Sentinel system will replace FBI's Virtual Case File

FBI's Sentinel

Provides the bureau's special agents and other employees with:

  • Automated workflow tools

  • Search capabilities

  • Record and case management tools

  • Reporting protocols

The FBI is poised to launch the Sentinel program to build, among other things, a case management system to replace the defunct Virtual Case File project, officials said.

Bureau officials have been using the Sentinel moniker for the service-oriented architecture project since last month. They confirmed the details of the project on the condition that their names not be used.

Sentinel is to be designed along the lines of the Federal Investigative Case Management Solution (FICMS), which will provide a blueprint for federal law enforcement case management systems. Senior bureau officials from across the country recently met in Washington to review the concept of operations for Sentinel.

Officials said they expect to issue a request for proposals by Sept. 30.

Using the name Sentinel "helps remove any confusion about what FICMS is and what the actual solution for the FBI will be," said William Price Roe, senior policy advisor for Justice Department Chief Information Officer Vance Hitch.

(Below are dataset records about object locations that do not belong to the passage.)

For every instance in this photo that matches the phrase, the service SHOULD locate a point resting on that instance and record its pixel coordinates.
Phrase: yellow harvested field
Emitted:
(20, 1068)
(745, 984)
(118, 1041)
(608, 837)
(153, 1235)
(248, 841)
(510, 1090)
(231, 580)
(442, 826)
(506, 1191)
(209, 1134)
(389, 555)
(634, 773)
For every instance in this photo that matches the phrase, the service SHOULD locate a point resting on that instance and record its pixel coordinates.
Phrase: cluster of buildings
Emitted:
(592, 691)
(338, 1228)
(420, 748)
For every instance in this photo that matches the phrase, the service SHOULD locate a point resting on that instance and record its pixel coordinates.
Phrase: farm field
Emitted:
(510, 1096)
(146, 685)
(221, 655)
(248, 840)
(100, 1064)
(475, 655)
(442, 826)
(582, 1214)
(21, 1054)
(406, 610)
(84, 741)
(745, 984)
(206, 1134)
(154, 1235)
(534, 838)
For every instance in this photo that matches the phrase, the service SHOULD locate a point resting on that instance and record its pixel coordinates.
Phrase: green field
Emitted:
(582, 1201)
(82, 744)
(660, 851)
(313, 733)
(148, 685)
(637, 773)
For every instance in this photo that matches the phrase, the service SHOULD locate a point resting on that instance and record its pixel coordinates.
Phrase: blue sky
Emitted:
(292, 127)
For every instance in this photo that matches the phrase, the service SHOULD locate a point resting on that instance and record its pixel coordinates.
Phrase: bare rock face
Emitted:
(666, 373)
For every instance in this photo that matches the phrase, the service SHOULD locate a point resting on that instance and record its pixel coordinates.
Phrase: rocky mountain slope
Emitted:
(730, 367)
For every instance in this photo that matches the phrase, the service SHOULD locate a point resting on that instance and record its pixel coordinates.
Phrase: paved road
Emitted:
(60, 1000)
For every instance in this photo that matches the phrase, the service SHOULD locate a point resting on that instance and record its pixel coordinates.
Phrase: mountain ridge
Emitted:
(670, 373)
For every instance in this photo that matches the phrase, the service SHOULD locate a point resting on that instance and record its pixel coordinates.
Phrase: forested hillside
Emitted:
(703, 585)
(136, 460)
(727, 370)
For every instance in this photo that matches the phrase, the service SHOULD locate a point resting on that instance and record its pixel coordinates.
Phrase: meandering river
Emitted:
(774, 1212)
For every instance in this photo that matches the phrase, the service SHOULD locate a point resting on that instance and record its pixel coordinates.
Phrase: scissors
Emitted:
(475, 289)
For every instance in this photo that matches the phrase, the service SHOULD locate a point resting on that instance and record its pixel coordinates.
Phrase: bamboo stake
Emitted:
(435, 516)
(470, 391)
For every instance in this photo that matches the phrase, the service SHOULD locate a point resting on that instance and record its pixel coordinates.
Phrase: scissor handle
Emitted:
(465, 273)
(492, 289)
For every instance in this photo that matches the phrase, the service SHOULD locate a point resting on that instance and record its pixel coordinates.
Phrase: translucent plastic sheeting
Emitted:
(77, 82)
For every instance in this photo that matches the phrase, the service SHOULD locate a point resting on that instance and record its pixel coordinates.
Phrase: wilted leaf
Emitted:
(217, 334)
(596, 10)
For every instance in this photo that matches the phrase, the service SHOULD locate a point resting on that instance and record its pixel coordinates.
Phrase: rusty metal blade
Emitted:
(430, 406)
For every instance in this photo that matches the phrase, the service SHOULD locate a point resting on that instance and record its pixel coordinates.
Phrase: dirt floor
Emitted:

Sentinel is "the first implementation of an FICMS framework," Roe said. Because it is based on a service-oriented architecture, other agencies will be able to use the core solution.

According to Roe, the agency has been working with the appropriators and the Office of Management and Budget to ensure they were onboard with the general approach. "Most of the interest is on what the FBI is doing" to apply technology to its mission, he said.

Bureau Director Robert Mueller III has not yet announced the beginning of Sentinel, although in March he outlined the technology direction of the project in testimony before the House Appropriations subcommittee on commerce, state and justice. During that testimony, Mueller signaled that the FBI would abandon VCF.

In response to questions from the panel, Mueller cited a December 2004 consultant report on VCF that said it "was not scalable and that the engineering was not what it should be in order to make it an effective tool for the FBI, and it requires us now to go a different route."

"I am tremendously disappointed that we did not come through on Virtual Case File," Mueller later said.

A VCF pilot project continued as planned until April 15, according to the FBI and San Diego-based Science Applications International Corp., prime contractor for the effort. As late as last week, SAIC spokesman Jared Adams said the FBI had not officially informed the company that there is no chance it will choose to complete VCF.

Mueller in January admitted in testimony before the Senate Appropriations subcommittee on commerce, justice and science that the bureau had squandered $104 million on VCF software that will not be reused.

The bureau plans to run the Sentinel procurement through the National Institutes of Health's Government Wide Acquisition Contract office, officials said. NIH and FBI officials are overseeing a technical feasibility study for Sentinel, officials said.

The bureau has not yet appointed a project manager for Sentinel. Officials said the FBI is conducting an executive search that will include looking at Senior Executive Service leaders in other intelligence and law enforcement agencies, as well as private sector executives.

"We have taken the lessons learned [from the VCF program], so we are better positioned to shape this next generation of electronic information management systems," an official said.

"Sentinel will go beyond [the capabilities of] VCF," the official added. "It is part of a larger service-oriented architecture, to develop and deploy services and capabilities to FBI employees." Bureau officials said they expect to be able to add, remove or modify the system's capabilities more easily because of its service-oriented architecture.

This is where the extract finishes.